Figure 4. Schematic representation of the episomal reintegration in Patient OC.

The TCRβ locus is displayed (top lane, not to scale). A functional Vβ7.4-to-Dβ1 rearrangement generating an excised TRECβ, and containing a (Vβ7.4/Dβ1) signal joint (SJ) is represented. The episome might have been open at the SJ by a nick–nick process generating 3′ hydroxyl ends before integration in chromosome 1. The episome is integrated in reverse orientation 10 kb downstream of the STIL gene, and 7 kb upstream of the TAL1 gene (middle lane). A 10-bp deletion (Δ, underlined) occurred at the insertion site. Localization of cryptic RSSs used by illegitimate V(D)J-mediated SIL-TAL deletion, and by t(1;14) TCRδ/TAL1 translocations are indicated by black arrow heads. TAL1 promoters (P1a, P1b, P4) are indicated. The breakpoints sequences (Bkp1/2) are shown (bottom lane). N, N regions; Vβ7.4 and Dβ1 RSSs are indicated, with heptamers (7) and nonamers (9) depicted.

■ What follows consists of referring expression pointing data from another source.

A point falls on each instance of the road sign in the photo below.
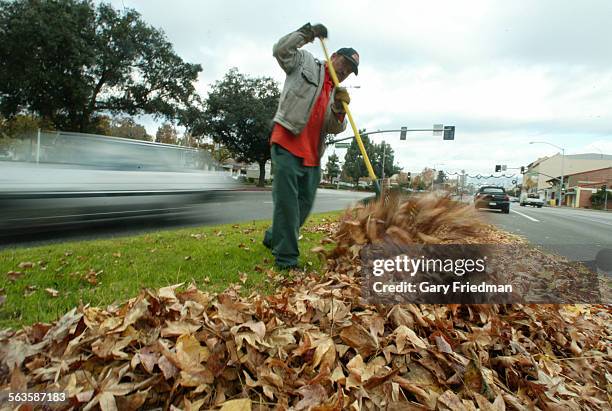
(438, 130)
(449, 133)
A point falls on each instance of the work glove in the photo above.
(311, 32)
(340, 96)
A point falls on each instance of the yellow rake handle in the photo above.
(366, 159)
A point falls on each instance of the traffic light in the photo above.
(449, 133)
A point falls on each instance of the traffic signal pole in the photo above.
(379, 132)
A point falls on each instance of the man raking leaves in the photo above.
(310, 107)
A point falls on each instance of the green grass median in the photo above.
(39, 284)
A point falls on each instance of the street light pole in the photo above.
(435, 173)
(559, 195)
(383, 170)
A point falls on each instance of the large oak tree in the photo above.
(238, 114)
(69, 61)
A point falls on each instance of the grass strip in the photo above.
(40, 284)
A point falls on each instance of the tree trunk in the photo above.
(262, 174)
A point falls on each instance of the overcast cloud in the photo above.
(504, 73)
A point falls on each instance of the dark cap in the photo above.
(351, 55)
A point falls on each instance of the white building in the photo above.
(543, 169)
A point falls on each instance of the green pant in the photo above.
(293, 193)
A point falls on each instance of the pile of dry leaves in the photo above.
(317, 345)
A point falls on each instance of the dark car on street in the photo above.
(492, 197)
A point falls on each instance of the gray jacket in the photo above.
(302, 87)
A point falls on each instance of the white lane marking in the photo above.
(525, 215)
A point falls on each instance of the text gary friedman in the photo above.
(426, 287)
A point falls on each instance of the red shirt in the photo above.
(306, 144)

Figure 5. Insertional mutagenesis is associated with epigenetic modulation and TAL1 gene expression.

(a) Allelic-ChIP analysis of H3K27me3 marks at the insertion breakpoint in primary patients. See legend to Fig. 2a. Marks at the GL alleles in one TAL1⁺ biallelic (RENE) and in one TAL1⁻ (DAV) patients were performed as controls. ***P<0.001, unpaired t-test; Relative-fold plots: Inserted and/or GL allele ChIP values were calculated as fold increases relative to GAPDH (numbers in blue) or HoxD11 (numbers in red), and folds plotted as relative percentages (GAPDH relative folds: blue histograms; HOXD11 relative folds: red histograms). Blue histograms over 50% indicate higher differences with the expressed than the repressed control genes and correspond to (partially) repressed TAL1 expression; conversely, red histograms over 50% indicate higher differences with the repressed than the expressed control genes and correspond to (partially) derepressed TAL1 expression; histograms are ordered according to decreasing TAL1 repression. (b) Epigenetic modulation and TAL1 gene expression by DNA editing mimicking insertional mutagenesis. Left panel: schematic representation of the CRISPR design for homologous recombination at the TAL1 locus, and configuration of two edited clones in the PEER cell line. The locations of PCR primers (plain arrows) for detecting successful targeted events and for genome walking are indicated. Bottom left panel: successful homologous recombination was confirmed by PCR of the expected genome-donor and donor-insert boundaries. Top right panel: RQ-PCR analysis of TAL1 expression after editing. Transcripts were normalized to ABL and reported as relative values to non-edited PEER cells. Four PCR replicates were performed on 1 (clone 2.4, due to impaired growth) or 2 (clone 5.10) independent RNA extractions. Bottom right panel: allelic-ChIP assays of H3K27me3 and H3K27ac marks in edited clone 5.10. See legend to Fig. 2a. ***P<0.001, unpaired t-test.

Figure 6. Survival analysis.

Kaplan–Meier analysis showing DFS and OS of 165 protocolar patients treated in the GRAALL trial according to: (a,b) TAL1 expression quartiles; (c–f) the mode of TAL1 expression. P values are indicated, log-rank (Mantle–Cox) test.